Evans and her fiancé, Bobby Howell, went to the GI doc (no, not by train), where she was sedated, an upper endoscopy was performed, and her ring was surgically removed. “I was really happy because I don’t know if I can look at it and appreciate it in the same way, if I had to search for it,” she told 10News.
In an interview with NBC San Diego, Evans said that she had a history of sleepwalking, and had even done laundry in her sleep, but this was the first time she’d eaten anything, including food or jewelry. According to the Cleveland Clinic, anywhere between 1% and 3% of the adult population is affected by Sleep-Related Eating Disorder (SRED), which is a nine-syllable way of saying they eat during their sleep, and can even walk into their kitchens and prepare meals without having any recollection of doing so the next morning.
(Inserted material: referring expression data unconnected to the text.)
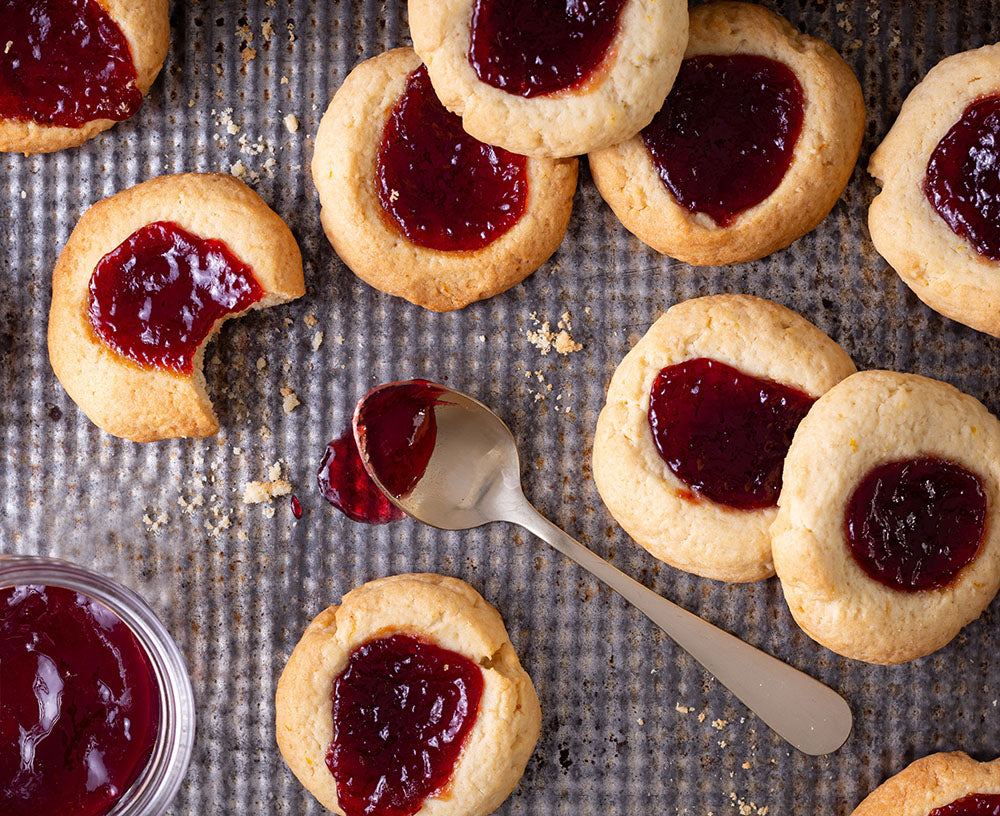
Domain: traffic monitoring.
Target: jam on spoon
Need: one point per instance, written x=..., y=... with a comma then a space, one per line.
x=79, y=710
x=975, y=804
x=724, y=433
x=914, y=524
x=402, y=711
x=538, y=47
x=437, y=185
x=157, y=296
x=963, y=177
x=64, y=63
x=398, y=431
x=726, y=134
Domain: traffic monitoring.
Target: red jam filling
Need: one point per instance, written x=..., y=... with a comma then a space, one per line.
x=65, y=63
x=402, y=710
x=537, y=47
x=79, y=707
x=916, y=523
x=156, y=297
x=975, y=804
x=397, y=429
x=726, y=134
x=963, y=177
x=724, y=433
x=440, y=187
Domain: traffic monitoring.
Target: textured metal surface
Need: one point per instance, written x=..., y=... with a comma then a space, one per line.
x=623, y=728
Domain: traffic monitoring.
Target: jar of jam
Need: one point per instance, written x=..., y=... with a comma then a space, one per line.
x=97, y=713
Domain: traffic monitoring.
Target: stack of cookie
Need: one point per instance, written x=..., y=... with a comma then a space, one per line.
x=446, y=172
x=738, y=441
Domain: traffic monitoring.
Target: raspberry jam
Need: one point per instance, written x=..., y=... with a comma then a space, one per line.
x=397, y=428
x=975, y=804
x=724, y=433
x=345, y=483
x=156, y=297
x=537, y=47
x=79, y=708
x=65, y=63
x=963, y=177
x=726, y=134
x=440, y=187
x=402, y=710
x=916, y=523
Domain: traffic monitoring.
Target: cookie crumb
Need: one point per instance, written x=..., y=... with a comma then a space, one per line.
x=290, y=402
x=544, y=339
x=257, y=492
x=155, y=522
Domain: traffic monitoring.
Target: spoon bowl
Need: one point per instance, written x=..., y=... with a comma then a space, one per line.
x=472, y=476
x=472, y=469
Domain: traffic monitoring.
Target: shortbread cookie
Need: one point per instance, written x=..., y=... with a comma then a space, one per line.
x=70, y=69
x=937, y=219
x=460, y=739
x=144, y=283
x=887, y=540
x=418, y=208
x=938, y=785
x=689, y=446
x=542, y=79
x=751, y=149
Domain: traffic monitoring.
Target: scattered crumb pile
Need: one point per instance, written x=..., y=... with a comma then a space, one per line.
x=264, y=491
x=544, y=339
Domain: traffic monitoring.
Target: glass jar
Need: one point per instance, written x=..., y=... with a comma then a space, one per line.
x=158, y=783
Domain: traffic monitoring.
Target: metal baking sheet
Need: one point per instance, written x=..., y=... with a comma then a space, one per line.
x=631, y=724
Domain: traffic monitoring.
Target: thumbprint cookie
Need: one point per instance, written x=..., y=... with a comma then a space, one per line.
x=937, y=218
x=548, y=77
x=418, y=208
x=938, y=785
x=144, y=283
x=887, y=539
x=690, y=443
x=407, y=698
x=70, y=69
x=751, y=149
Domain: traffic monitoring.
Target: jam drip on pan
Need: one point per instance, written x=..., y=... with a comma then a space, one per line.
x=157, y=296
x=537, y=47
x=724, y=433
x=963, y=177
x=726, y=134
x=437, y=185
x=79, y=707
x=64, y=63
x=914, y=524
x=402, y=710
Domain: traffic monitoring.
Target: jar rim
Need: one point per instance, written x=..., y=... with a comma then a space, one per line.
x=158, y=783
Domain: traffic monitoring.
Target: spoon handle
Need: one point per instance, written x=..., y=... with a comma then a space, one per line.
x=806, y=713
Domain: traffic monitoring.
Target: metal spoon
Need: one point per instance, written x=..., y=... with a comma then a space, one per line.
x=473, y=477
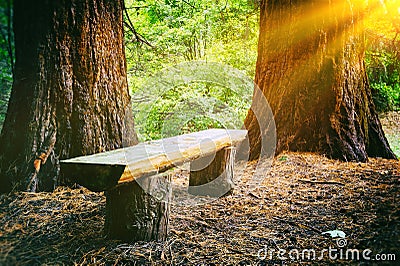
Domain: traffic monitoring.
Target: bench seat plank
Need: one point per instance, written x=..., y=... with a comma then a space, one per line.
x=147, y=157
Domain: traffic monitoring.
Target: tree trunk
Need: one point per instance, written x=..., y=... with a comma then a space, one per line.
x=310, y=68
x=70, y=95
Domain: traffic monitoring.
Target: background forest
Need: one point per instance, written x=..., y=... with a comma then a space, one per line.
x=162, y=33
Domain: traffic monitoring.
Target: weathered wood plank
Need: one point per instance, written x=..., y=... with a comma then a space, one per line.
x=153, y=156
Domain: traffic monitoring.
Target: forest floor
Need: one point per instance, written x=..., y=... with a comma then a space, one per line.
x=302, y=195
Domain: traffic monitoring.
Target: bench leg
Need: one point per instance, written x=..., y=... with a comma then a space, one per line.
x=212, y=176
x=132, y=214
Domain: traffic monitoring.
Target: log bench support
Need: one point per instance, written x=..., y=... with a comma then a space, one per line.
x=212, y=175
x=139, y=210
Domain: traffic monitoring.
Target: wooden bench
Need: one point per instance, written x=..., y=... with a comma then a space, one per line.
x=137, y=205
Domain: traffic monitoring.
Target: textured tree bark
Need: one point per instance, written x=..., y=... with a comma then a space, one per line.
x=310, y=68
x=212, y=175
x=139, y=210
x=70, y=95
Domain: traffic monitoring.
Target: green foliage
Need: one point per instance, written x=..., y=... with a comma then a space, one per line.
x=383, y=56
x=383, y=69
x=6, y=52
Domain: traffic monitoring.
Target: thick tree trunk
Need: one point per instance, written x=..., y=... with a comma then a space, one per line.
x=70, y=94
x=310, y=68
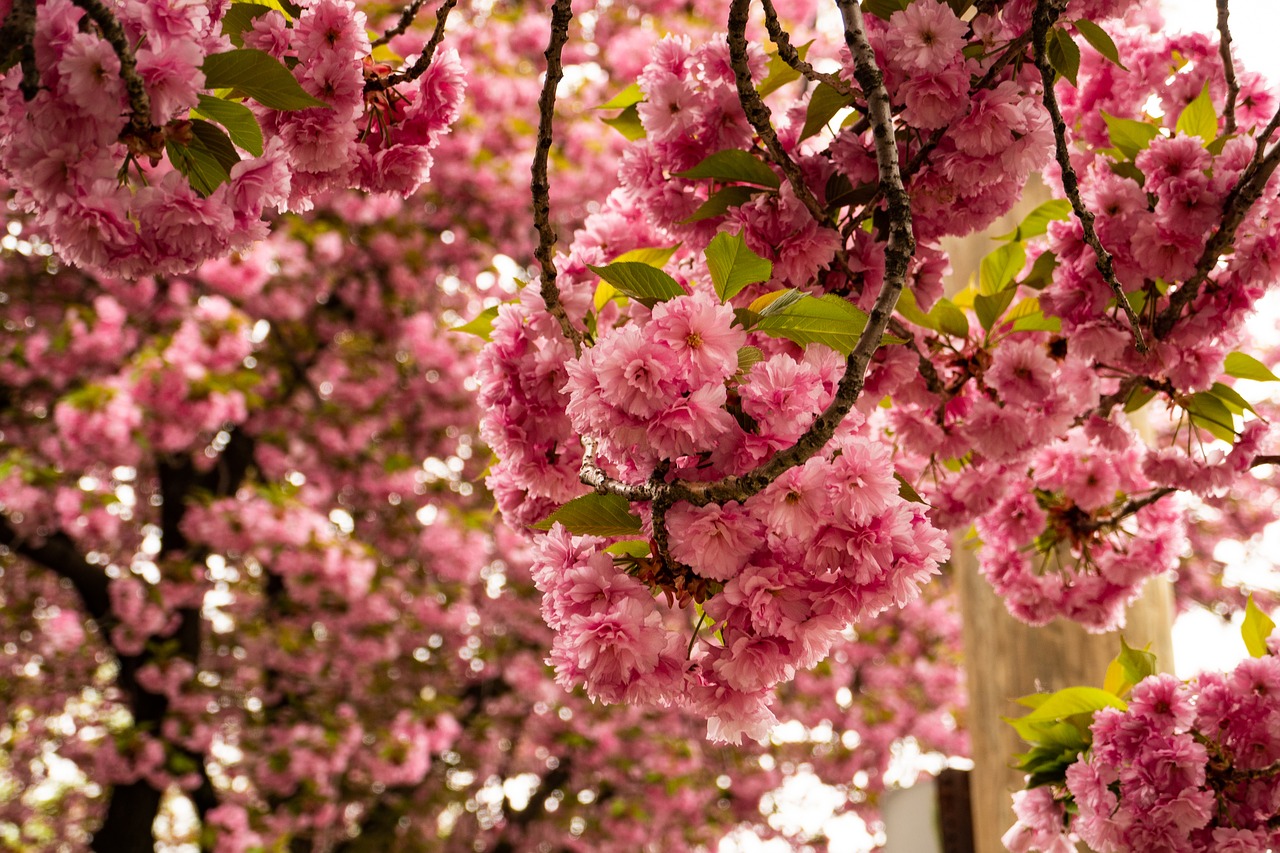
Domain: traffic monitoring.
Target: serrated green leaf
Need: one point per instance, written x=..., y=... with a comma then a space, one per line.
x=1064, y=55
x=1000, y=268
x=640, y=281
x=240, y=17
x=627, y=123
x=778, y=73
x=823, y=105
x=1211, y=414
x=748, y=357
x=1232, y=398
x=720, y=201
x=1037, y=322
x=1246, y=366
x=1138, y=397
x=1129, y=135
x=1098, y=40
x=238, y=119
x=630, y=96
x=734, y=265
x=775, y=301
x=1256, y=629
x=1036, y=223
x=260, y=76
x=990, y=308
x=197, y=164
x=1129, y=667
x=1198, y=118
x=638, y=548
x=481, y=325
x=828, y=320
x=594, y=515
x=1072, y=701
x=734, y=164
x=215, y=141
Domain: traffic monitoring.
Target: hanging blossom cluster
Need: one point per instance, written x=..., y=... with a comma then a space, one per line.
x=113, y=138
x=1187, y=766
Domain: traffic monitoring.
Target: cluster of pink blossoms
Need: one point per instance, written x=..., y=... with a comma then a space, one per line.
x=112, y=197
x=1188, y=766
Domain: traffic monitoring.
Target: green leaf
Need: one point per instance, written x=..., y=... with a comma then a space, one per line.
x=1037, y=220
x=720, y=201
x=1198, y=118
x=1211, y=414
x=638, y=548
x=240, y=17
x=950, y=319
x=823, y=105
x=1128, y=135
x=990, y=308
x=1232, y=398
x=1256, y=629
x=259, y=76
x=828, y=320
x=1128, y=667
x=213, y=140
x=1098, y=40
x=775, y=301
x=654, y=256
x=1064, y=55
x=1000, y=268
x=640, y=281
x=906, y=491
x=1139, y=397
x=1246, y=366
x=780, y=73
x=630, y=96
x=197, y=164
x=481, y=325
x=594, y=515
x=885, y=9
x=734, y=164
x=627, y=123
x=732, y=265
x=238, y=119
x=748, y=357
x=1072, y=701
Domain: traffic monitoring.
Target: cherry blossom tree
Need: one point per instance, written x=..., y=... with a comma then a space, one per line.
x=272, y=352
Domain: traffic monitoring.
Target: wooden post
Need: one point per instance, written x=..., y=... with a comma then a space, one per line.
x=1005, y=658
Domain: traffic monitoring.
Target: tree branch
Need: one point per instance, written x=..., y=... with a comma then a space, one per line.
x=562, y=13
x=1224, y=49
x=140, y=103
x=375, y=83
x=1046, y=13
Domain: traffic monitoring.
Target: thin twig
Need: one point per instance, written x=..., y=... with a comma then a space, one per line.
x=789, y=54
x=424, y=60
x=1046, y=13
x=140, y=103
x=1247, y=190
x=1224, y=48
x=406, y=18
x=758, y=113
x=540, y=188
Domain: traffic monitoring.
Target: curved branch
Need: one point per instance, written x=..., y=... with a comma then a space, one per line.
x=562, y=13
x=424, y=60
x=140, y=103
x=1046, y=13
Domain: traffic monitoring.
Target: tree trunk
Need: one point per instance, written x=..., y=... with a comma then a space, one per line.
x=1005, y=658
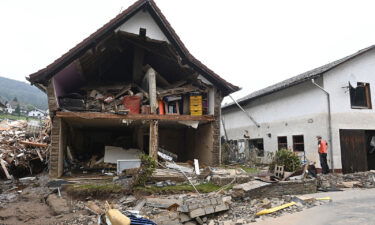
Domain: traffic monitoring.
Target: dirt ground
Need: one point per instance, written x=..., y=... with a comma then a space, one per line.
x=27, y=205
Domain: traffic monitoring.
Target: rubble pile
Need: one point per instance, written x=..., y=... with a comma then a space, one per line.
x=335, y=181
x=23, y=147
x=243, y=212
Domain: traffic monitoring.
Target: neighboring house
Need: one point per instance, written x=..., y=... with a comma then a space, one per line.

“People with SRED may consume different foods than they would typically eat during the daytime, and may even eat inedible substances or strange combinations of foods,” the Clinic explains. (Although they’re both classified as sleep disorders, SRED is different than Nocturnal Eating Syndrome; in that scenario, the afflicted individual knows that he or she is eating during the night, and they may be unable to sleep until they’ve eaten something.)
Evans and Howell plan to get married in Texas next May. For the next 10-ish months, she just maaay want to consider a ring holder—possibly in another room.